Were any of them aware of the feature at all?  I.e., that COPYING was
added, but in prior automake versions is contained the GPLv2 text?

> To me, this sort of confusion is really more serious than any confusion
> like "where did my autogenerated COPYING file go".

None of the bug reports were about COPYING files that were gone or
overwritten.  That would be really bad style.

> Putting incorrect
> and unintended licenses in a module is more confusing than putting no
> license.

> As you probably noticed, I work for Sun.  Nobody at Sun has yet made any
> decisions about how automake on Solaris should behave.  I was just
> curious about whether disabling the feature by default might be possible
> so all options can be considered.

Sure.  I would ask you not to change Automake's mode of operation from
the default one, though.

> Currently Sun does not allow GPLv3 code to integrate into Solaris, which
> is why this is a particular issue at Sun.  So, until this issue is
> resolved, I guess Sun will probably have to avoid updating to the latest
> versions of automake which generate a GPLv3 license.  Though, disabling
> the feature by making 'foreign' the default might also be an option.
> Hopefully, Sun will approve of the GPLv3 license soon, so this issue
> just goes away.

Ah, so this is the heart of the matter: Sun hasn't approved of GPLv3
code, and Automake might, if the developer was not diligent enough to
take care of the license, add a GPLv3 file.

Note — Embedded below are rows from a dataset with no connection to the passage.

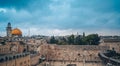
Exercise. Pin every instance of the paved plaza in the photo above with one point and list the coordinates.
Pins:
(74, 64)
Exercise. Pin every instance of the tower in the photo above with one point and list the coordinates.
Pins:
(9, 29)
(83, 34)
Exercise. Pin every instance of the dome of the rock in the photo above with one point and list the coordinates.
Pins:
(16, 31)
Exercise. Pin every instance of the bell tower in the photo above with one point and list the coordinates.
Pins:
(9, 29)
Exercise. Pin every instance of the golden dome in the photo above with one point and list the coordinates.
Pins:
(16, 31)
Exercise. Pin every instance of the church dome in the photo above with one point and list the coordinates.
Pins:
(16, 31)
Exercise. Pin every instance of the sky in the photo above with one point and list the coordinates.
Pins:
(61, 17)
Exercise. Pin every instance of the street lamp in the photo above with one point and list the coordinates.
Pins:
(84, 54)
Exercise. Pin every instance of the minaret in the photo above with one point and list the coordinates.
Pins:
(9, 29)
(83, 34)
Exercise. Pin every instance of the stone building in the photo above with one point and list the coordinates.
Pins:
(21, 59)
(112, 43)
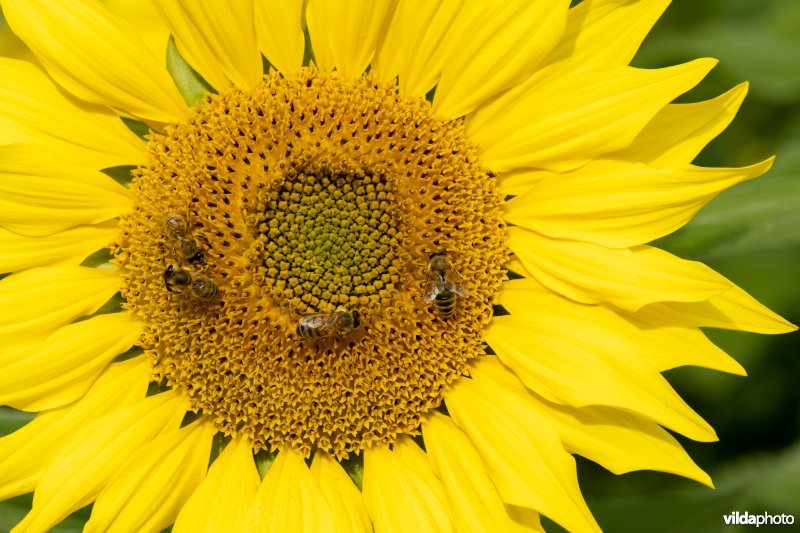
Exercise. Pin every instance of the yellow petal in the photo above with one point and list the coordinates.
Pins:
(614, 439)
(733, 309)
(144, 18)
(90, 134)
(401, 491)
(521, 450)
(40, 195)
(86, 462)
(554, 362)
(69, 247)
(217, 39)
(605, 33)
(414, 46)
(97, 56)
(149, 490)
(59, 369)
(563, 122)
(519, 181)
(279, 29)
(345, 33)
(26, 453)
(680, 131)
(289, 499)
(344, 499)
(630, 279)
(222, 500)
(662, 345)
(37, 301)
(500, 50)
(472, 496)
(621, 205)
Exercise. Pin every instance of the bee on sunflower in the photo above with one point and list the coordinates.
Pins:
(257, 348)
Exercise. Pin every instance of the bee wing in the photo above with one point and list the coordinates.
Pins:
(432, 286)
(455, 284)
(323, 321)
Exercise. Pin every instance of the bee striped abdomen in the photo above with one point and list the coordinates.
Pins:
(308, 332)
(446, 303)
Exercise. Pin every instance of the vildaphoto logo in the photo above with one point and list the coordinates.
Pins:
(763, 519)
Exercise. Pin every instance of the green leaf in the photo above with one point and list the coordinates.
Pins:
(766, 483)
(190, 84)
(11, 420)
(759, 216)
(13, 510)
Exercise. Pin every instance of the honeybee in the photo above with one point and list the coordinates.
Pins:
(184, 246)
(202, 287)
(442, 284)
(336, 324)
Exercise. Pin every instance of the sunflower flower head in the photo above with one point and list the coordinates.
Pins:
(371, 265)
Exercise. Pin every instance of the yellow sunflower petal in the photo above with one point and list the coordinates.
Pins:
(26, 453)
(499, 51)
(149, 490)
(616, 440)
(520, 181)
(605, 33)
(401, 491)
(90, 134)
(39, 195)
(59, 369)
(144, 18)
(217, 39)
(630, 279)
(418, 35)
(222, 500)
(563, 122)
(345, 33)
(733, 309)
(36, 301)
(662, 345)
(97, 56)
(86, 462)
(69, 247)
(552, 361)
(621, 205)
(680, 131)
(521, 450)
(290, 499)
(279, 29)
(344, 499)
(472, 496)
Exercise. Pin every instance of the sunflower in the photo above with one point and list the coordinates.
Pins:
(342, 266)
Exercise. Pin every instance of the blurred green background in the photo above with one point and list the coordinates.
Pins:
(752, 235)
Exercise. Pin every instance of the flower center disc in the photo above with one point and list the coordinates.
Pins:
(309, 195)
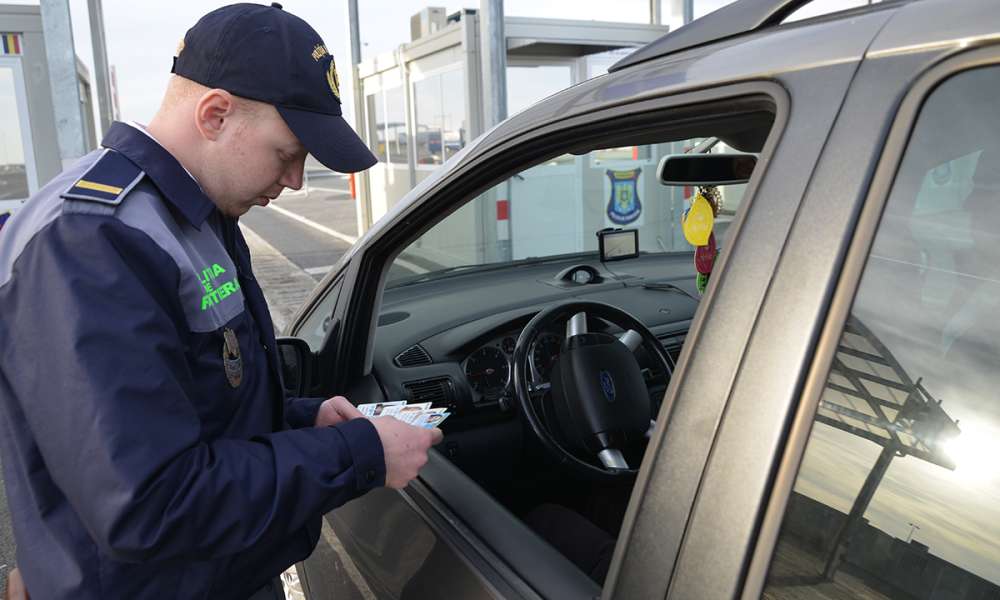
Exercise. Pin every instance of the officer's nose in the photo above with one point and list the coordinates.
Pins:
(292, 177)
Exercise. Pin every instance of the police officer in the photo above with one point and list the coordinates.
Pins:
(147, 446)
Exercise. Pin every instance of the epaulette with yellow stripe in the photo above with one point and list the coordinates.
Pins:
(107, 181)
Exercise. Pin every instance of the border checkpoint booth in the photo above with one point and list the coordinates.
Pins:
(29, 145)
(424, 101)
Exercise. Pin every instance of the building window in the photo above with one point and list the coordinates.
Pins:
(13, 170)
(441, 124)
(387, 125)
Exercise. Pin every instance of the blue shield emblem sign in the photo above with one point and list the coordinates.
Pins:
(624, 206)
(608, 385)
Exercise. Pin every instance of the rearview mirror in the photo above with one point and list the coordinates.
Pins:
(295, 357)
(706, 169)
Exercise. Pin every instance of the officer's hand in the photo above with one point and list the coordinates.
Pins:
(336, 410)
(405, 448)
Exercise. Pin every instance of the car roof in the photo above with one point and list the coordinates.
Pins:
(882, 30)
(737, 18)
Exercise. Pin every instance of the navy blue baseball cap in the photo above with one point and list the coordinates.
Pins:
(266, 54)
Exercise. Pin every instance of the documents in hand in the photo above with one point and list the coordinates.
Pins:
(418, 415)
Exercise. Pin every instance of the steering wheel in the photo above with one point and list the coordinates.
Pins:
(599, 396)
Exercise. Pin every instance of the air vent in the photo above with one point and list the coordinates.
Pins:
(673, 344)
(437, 391)
(413, 356)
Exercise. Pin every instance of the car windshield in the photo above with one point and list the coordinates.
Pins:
(554, 210)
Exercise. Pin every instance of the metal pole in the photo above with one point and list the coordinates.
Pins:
(57, 28)
(364, 192)
(842, 541)
(100, 64)
(493, 50)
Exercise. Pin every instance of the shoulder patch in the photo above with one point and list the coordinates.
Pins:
(107, 181)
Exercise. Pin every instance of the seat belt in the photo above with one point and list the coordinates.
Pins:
(15, 590)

Look, I'm really the wrong person to discuss license matters with.
I hate the topic, I generally try to stay out of these discussions,
and could personally care less about the default mode of operation
of Automake.  I'd prefer a poll of all users, were this question not
one where FSF might have an interest in.

>> Changing the automake sources should be a one-line patch.
>> Getting this patch into FSF Automake sources will probably
>> be hard (i.e., I'd guess RMS will likely disapprove of it).
> I've cc:ed him.  Perhaps he can let us know his thoughts about this
> matter.

FWIW, the Cc: doesn't appear in the message I received.  You might want
to send him the whole discussion per mail.

> However, it does seem that the authors of any source code should be
> "free" to pick the license of their choice and never have a tool
> silently and automatically license code for them.

Which is what automake does: if you have chosen, it will not override
your choice.  Please, don't twist the facts.